At a status conference in 24 CCR 239779, State of Texas v. Kelvin Ogobejeli Iton Itonodon, the court confirmed a pretrial date for Oct. 30 and heard that the defense and prosecution are discussing diversion and pretrial intervention possibilities.
Defense attorney Mister Kovac told the court, "I've looked at everything ... We have everything, including the Brady disclosures. ... We're ready to proceed. We've got a pretrial scheduled October 30." He said he hoped to resolve the case and that his client could pursue diversion if certain blood-alcohol conditions were met.
A prosecutor advising the court noted the defendant's BAC "is actually within the range to submit a packet to our office for consideration of the PTI contract since it is below a 0.18," and that if counsel "can get a packet in sometime soon, we can review that." The prosecutor asked that the packet be submitted so the office could evaluate PTI eligibility before the pretrial.
Why it matters: The prosecutor described an internal cap for pretrial intervention (PTI) consideration at a BAC below 0.18; defense counsel said reducing a reported 0.15-level reading could affect diversion eligibility.
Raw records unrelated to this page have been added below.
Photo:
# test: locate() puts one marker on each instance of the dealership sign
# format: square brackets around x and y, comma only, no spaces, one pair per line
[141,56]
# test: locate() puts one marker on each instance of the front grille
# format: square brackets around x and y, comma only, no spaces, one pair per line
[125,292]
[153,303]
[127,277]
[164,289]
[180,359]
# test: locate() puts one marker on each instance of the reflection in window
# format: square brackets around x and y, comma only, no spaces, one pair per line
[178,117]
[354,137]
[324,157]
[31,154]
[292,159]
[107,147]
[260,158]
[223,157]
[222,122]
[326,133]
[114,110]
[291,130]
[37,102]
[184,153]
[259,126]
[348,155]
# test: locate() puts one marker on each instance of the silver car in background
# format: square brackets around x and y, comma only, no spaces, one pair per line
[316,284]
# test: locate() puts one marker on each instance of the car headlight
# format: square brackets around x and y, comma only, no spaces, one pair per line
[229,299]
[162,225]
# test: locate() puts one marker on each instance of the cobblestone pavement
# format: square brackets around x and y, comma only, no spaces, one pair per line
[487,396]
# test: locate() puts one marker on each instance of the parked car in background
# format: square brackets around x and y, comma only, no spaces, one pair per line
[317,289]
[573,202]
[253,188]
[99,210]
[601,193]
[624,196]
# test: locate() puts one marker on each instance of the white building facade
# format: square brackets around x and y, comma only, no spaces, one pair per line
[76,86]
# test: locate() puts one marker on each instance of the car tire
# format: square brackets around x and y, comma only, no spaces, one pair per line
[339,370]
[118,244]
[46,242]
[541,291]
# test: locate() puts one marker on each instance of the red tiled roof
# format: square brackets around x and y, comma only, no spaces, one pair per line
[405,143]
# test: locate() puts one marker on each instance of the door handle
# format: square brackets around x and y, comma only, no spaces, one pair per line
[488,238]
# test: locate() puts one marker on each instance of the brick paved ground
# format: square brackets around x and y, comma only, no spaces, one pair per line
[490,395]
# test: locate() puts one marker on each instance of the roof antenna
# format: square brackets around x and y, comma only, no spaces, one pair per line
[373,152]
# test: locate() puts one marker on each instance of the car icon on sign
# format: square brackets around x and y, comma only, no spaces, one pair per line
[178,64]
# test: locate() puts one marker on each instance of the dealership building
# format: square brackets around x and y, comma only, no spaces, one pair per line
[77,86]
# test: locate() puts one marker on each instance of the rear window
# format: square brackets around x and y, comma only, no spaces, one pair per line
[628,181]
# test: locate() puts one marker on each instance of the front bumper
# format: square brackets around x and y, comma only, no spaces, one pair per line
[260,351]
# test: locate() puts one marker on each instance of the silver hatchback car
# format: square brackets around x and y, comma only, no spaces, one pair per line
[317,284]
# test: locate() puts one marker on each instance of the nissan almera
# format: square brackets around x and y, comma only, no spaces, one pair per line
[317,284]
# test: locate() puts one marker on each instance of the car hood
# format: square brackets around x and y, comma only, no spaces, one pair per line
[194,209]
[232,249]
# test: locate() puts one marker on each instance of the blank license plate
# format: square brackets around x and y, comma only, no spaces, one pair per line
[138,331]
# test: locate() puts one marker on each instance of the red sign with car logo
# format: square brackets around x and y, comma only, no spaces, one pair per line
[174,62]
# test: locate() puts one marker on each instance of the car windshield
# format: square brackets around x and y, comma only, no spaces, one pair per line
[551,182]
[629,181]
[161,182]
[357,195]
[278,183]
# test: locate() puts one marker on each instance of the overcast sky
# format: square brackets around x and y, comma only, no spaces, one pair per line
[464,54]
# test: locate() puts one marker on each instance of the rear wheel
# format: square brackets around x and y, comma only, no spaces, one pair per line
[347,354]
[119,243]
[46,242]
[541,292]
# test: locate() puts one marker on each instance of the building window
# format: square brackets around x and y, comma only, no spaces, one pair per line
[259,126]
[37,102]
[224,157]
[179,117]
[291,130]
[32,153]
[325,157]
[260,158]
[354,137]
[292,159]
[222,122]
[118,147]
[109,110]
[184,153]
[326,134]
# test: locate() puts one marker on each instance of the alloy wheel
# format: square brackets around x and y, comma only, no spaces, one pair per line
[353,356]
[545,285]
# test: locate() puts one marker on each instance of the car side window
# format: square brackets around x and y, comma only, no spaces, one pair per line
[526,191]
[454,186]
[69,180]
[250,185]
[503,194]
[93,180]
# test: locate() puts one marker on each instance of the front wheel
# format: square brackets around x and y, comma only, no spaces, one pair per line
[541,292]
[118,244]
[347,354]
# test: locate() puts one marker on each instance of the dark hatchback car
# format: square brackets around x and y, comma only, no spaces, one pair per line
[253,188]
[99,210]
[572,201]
The court left the pretrial date in place for Oct. 30 and encouraged the parties to exchange information and, if applicable, file a PTI packet.
Discussion versus decision: The court set the pretrial date and recorded the parties' plans; no plea or diversion was formally approved in court.
Next steps: Defense counsel said he would work with his client and hoped to assemble any packet within a few weeks so the prosecutor's office could review it prior to the Oct. 30 pretrial.